Third, Dr. Johnson points out that from now on, it will be hard to recruit enough patients to show significant differences. "On the one hand, wet macular degeneration only affects about 15 to 20 percent of AMD patients, so there's a finite population of these people to study," he explains. "At the same time, when we started the current clinical trials good treatments weren't available so patients were enthusiastic. Now, with better treatments available, fewer patients will be willing to participate in trials.

"A fourth factor is that, as drugs become more effective, it may be harder to tell the difference between their effects, especially with a limited number of participants," he continues. "This could become a real issue."

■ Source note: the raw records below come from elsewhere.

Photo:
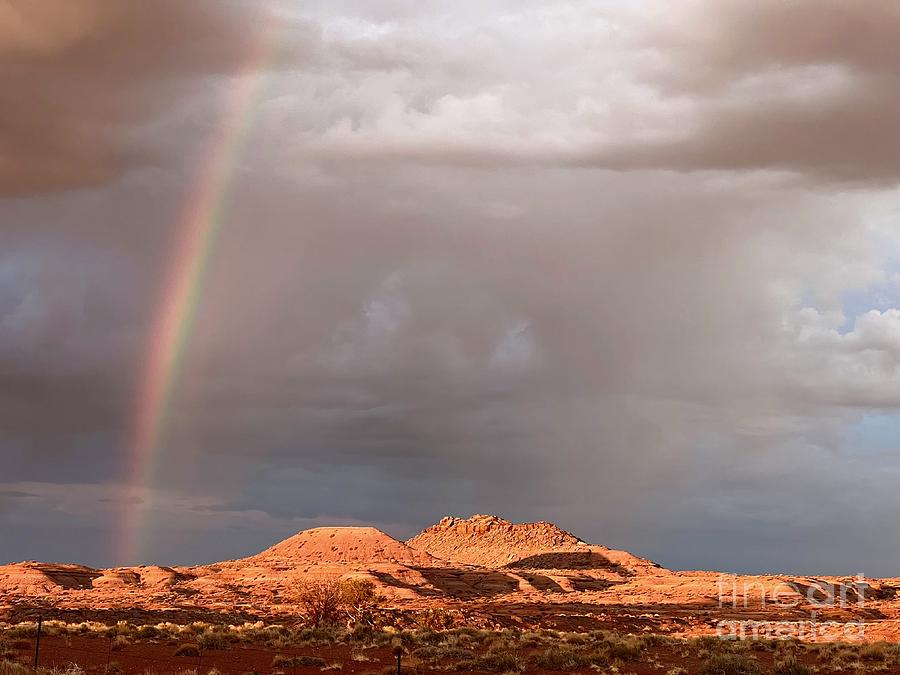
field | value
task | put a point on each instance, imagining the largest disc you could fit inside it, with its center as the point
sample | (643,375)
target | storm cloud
(615,267)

Given these limitations, Dr. Johnson says researchers will need to think a lot more carefully about which studies they really want to put money and effort into. "Some people discount studies that aren't randomized, controlled trials," he notes. "That's a shame, because a well-designed interventional case series can provide information that gives us new hypotheses and helps us to design better randomized trials. Besides, with these limitations, it won't be financially or epidemiologically feasible to run a randomized, controlled trial to answer every question."




Either Way, We Win

With Avastin's use becoming widespread and Lucentis receiving FDA approval, one thing seems certain: It's a whole new era for AMD treatment, and the changes may just be beginning. Dr. Gallemore sees better delivery systems as the next wave of change. "I think a vehicle that allows sustained delivery of anti-VEGF therapy, either in the form of an implant or an integrated gene product in the eye, will be the great advance of the future," he says. "And I don't think this technology is far off."

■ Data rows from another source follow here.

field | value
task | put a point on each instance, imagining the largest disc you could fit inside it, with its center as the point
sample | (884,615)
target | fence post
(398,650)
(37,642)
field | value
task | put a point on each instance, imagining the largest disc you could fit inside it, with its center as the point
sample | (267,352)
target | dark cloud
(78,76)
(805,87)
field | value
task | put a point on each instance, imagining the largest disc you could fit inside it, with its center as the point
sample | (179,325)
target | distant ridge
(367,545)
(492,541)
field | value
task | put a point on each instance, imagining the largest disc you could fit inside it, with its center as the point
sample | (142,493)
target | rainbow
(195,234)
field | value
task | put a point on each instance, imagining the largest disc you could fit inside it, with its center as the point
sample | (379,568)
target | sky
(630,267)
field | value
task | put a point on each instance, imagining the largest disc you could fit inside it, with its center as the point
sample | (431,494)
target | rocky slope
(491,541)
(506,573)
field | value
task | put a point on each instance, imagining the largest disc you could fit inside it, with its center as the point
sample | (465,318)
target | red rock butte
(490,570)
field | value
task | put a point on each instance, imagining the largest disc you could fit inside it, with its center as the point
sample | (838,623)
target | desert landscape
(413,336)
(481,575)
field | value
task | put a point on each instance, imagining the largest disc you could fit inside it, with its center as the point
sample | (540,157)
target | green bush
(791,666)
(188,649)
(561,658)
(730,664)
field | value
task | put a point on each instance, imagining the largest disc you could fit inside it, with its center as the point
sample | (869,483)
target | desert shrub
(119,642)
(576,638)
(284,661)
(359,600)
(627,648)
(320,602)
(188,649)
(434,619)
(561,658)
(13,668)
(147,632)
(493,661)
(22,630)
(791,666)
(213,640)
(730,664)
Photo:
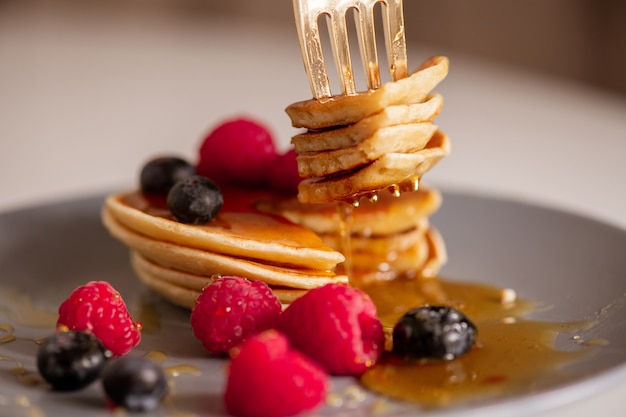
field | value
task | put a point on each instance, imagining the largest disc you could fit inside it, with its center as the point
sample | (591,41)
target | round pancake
(404,138)
(151,271)
(379,245)
(351,135)
(410,259)
(347,109)
(242,235)
(428,271)
(388,215)
(201,262)
(437,254)
(393,169)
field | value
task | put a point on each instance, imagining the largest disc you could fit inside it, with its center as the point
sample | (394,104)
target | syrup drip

"In the future, we won't be frustrated by a lack of treatments," adds Dr. Ali. "I think every year some big new development will be announced. The challenge for us now is not treating the disease, but managing the delivery of the treatment to the patient."

 

1. Ferris FL, Davis MD, et al; Age-Related Eye Disease Study (AREDS) Research Group. A simplified severity scale for age-related macular degeneration: AREDS Report No. 18. Arch Ophthalmol. 2005;123:11:1570-4.